I’ve realised that I find it hard to apply the concept of business resilience unless it’s completely interlinked with the personal involvements of staff and stakeholders in the timeline of a crisis or unexpected event (there’s very definitely a difference between those two things, and how a business should react). Surely, a business itself can’t be resilient all on its own, regardless of its systems?

Last month we had James Cassidy, owner of Oakas, to speak to our team about his work as part of our monthly learning scheme. James is, I think, addicted to resilience. As I listened to him talk about his distinguished military background (I don’t think many people have been a paratrooper and a commando), I realised that organisational resilience can only be built by people who are resilient themselves.

You can’t train resilience, I don’t think. You are resilient by nature, and you use it as a core skill. Therefore, businesses, countries, governments or products can be either resilient, or brittle and sensitive by nature too. They need resilient people to drive them through hard times, and that should be recognised in hiring and development plans.
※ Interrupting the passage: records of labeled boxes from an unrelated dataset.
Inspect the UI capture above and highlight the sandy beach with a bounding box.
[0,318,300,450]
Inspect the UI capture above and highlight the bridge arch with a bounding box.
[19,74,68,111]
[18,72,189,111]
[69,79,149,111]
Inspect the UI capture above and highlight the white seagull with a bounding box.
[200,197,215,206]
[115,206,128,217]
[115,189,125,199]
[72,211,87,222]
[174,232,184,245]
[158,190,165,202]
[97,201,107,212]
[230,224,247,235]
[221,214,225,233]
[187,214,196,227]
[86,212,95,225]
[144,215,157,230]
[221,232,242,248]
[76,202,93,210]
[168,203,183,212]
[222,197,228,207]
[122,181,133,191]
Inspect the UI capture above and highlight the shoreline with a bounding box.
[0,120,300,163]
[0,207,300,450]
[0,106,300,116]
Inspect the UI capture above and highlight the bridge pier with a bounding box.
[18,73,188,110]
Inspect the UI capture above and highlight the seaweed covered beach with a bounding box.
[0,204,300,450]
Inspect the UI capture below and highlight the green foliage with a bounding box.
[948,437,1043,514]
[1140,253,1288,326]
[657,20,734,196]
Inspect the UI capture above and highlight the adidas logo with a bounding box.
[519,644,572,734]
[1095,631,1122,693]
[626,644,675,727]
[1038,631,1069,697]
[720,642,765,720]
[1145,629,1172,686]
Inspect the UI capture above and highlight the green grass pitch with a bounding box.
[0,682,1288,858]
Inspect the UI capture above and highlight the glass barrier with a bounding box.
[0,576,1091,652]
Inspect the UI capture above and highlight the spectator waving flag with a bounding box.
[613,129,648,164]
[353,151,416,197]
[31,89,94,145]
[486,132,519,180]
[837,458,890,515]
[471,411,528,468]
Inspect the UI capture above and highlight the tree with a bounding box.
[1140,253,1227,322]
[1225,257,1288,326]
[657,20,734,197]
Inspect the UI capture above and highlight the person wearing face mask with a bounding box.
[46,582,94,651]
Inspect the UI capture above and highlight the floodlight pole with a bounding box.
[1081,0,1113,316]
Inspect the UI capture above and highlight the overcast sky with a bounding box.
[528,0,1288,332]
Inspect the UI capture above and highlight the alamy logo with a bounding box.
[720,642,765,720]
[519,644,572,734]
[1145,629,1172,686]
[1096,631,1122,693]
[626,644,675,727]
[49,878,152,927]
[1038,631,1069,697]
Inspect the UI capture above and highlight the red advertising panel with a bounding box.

James has taken his experience of planning and executing the most high-stakes resilience planning there could be in a military and civil safeguarding context and made it work for him and his clients, planning crisis response and reacting to uncertainty. James’ company, Oakas, works with organisations such as NATO and the EU to develop resilience strategies, and with private businesses, using the same thought processes.

He characterises business resilience as an organisation that continues to make a profit and protect its reputation by understanding the inevitability of change. I believe this is something that inspiring people, not workable processes, drives. It’s made me look at our business, and think about the structure of our clients and how we can help, with totally fresh eyes.

James is so addicted to resilience that he is a volunteer for the Devon RNLI on a very ‘tasty’ (as he would say) stretch of coast. He’s someone who has taken his personal preference for operating in an uncompromising environment at work and used it for immense good, away from his day to day work, and I found that so inspiring.

Hopefully, anybody who has worked with me knows I love a good crisis and enjoy the pace and responsibility of managing them, but, I honestly found the anecdotal experiences James bought to our meeting almost too much to get my head around at first.

How exactly does one help a whole Country’s military forces develop resilience to attack from a larger, more powerful nation? How could I play a part in bringing local government, police and emergency services, transport, utilities and business together in planning for a response to a terrorist attack in a major city?

You take your own natural toughness, and your ability to lead, and inspire, and direct, and defer, and delegate, and you take it out to those who need it, and stay present. That’s my new definition of resilience.